Il motivo appare scarsamente intelligibile e comunque è infondato, avendo la Corte disatteso la domanda dell’appaltatore sulla base del rilievo che il danno lamentato dal committente copriva interamente la sua pretesa creditoria.
Il ricorso principale va pertanto respinto.
Con l’unico motivo, il ricorrente in via incidentale V. denunzia violazione dell’art. 112 cod. proc. civ., lamentando che la Corte di appello non si sia pronunciata sulla sua domanda di restituzione degli importi da lui versati alle controparti in esecuzione della sentenza di prima grado, richiesta avanzata in sede di precisazione delle conclusioni all’udienza del 10 ottobre 2005.
Il motivo è fondato.
Risulta dalla lettura della stessa sentenza impugnata (pag. 8) che all’udienza di precisazione delle conclusioni la parte appellante aveva prodotto copia degli assegni circolari versati alle controparti in esecuzione della pronuncia di primo grado ed aveva chiesto la restituzione di quanto pagato a tale titolo, richiesta da considerarsi senz’altro ammissibile, ai sensi dell’art. 345 cod. proc. civ. (Cass. n. 16152 del 2010; Cass. n. 11491 del 2006), tenuto anche conto della deduzione della ricorrente secondo cui il suddetto pagamento avvenne nel corso del giudizio di secondo grado (Cass. n. 11461 del 2004). Su questa domanda il giudice di appello non si è invece pronunciato, incorrendo così nel vizio di omessa pronuncia.

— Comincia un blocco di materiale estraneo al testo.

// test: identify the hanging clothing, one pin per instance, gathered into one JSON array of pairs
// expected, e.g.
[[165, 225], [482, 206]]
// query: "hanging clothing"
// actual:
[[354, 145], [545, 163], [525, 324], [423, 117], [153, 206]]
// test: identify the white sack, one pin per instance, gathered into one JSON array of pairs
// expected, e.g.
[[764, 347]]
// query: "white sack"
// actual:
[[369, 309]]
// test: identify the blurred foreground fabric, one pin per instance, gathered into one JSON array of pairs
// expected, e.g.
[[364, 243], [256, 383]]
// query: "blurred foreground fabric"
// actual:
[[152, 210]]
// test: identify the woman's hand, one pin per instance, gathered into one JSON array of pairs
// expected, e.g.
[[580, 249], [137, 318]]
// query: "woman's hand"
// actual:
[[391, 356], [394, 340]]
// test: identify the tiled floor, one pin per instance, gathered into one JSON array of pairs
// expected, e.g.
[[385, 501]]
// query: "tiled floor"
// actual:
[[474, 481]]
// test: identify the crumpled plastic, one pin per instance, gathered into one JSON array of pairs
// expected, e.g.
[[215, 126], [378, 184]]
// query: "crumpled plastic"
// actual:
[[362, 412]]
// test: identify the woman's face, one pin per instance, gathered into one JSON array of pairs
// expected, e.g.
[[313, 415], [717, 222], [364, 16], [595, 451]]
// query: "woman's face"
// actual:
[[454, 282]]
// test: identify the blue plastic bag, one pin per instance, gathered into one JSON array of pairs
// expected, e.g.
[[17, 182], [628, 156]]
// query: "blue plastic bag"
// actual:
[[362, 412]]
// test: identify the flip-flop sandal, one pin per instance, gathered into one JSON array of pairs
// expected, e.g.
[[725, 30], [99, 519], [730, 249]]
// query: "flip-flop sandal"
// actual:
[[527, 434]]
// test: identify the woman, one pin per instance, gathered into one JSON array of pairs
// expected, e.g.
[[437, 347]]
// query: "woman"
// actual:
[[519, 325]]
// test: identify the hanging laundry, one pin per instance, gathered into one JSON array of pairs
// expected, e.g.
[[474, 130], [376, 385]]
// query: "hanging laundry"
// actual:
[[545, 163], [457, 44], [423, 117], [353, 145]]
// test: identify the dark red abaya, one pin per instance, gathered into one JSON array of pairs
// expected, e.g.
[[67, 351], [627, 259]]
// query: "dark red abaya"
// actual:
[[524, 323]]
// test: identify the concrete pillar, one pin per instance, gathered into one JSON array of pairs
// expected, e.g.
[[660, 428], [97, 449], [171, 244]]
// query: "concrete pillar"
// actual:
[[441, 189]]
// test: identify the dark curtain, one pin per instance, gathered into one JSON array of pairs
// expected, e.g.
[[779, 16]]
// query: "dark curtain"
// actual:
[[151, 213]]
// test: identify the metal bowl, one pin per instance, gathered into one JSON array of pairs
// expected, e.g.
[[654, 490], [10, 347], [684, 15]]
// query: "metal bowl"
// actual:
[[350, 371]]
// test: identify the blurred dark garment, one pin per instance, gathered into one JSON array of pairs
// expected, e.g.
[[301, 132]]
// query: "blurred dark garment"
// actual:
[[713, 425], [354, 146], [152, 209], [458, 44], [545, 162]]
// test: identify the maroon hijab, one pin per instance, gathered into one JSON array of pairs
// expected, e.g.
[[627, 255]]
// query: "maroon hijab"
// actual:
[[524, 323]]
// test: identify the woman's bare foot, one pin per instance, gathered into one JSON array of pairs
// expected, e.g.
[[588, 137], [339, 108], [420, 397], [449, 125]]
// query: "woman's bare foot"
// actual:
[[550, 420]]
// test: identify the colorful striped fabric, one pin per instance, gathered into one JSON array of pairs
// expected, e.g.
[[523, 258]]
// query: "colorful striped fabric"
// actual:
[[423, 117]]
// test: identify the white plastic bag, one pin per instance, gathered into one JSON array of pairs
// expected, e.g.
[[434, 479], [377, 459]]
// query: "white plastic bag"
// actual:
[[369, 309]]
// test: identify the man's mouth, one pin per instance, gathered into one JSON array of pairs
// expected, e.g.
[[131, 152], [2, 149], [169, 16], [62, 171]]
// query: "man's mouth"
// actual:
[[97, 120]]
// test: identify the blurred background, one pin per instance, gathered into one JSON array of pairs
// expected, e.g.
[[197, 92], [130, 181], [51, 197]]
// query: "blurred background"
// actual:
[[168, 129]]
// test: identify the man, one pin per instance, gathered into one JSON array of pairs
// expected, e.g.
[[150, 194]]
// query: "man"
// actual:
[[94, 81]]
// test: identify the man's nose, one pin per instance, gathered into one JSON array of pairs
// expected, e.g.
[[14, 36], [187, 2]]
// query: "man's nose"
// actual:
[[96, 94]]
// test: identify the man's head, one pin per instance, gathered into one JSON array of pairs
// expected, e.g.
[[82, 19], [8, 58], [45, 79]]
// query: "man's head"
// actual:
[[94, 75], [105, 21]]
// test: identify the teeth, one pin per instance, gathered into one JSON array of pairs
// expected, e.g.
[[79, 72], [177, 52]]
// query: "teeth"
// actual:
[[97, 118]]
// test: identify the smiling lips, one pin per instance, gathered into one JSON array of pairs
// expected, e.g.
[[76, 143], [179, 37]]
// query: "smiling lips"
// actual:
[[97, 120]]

Nè può ravvisarsi nel caso di specie un’ipotesi di rigetto implicito, atteso che la Corte ha accolto l’appello della parte e quindi modificato la sentenza impugnata anche con riguardo alla regolamentazione delle spese del primo grado di giudizio.
Il ricorso incidentale va pertanto accolto, con conseguente cassazione della sentenza impugnata e rinvio della causa ad altra Sezione della Corte di appello di Venezia, che provvederà anche alla liquidazione delle spese di giudizio.
P.Q.M.
riunisce i ricorsi, rigetta il ricorso principale ed accoglie quello incidentale, cassa in relazione al ricorso incidentale la sentenza impugnata e rinvia la causa, anche per la liquidazione delle spese, ad altra sezione della Corte di appello di Venezia.
Così deciso in Roma, il 11 giugno 2012.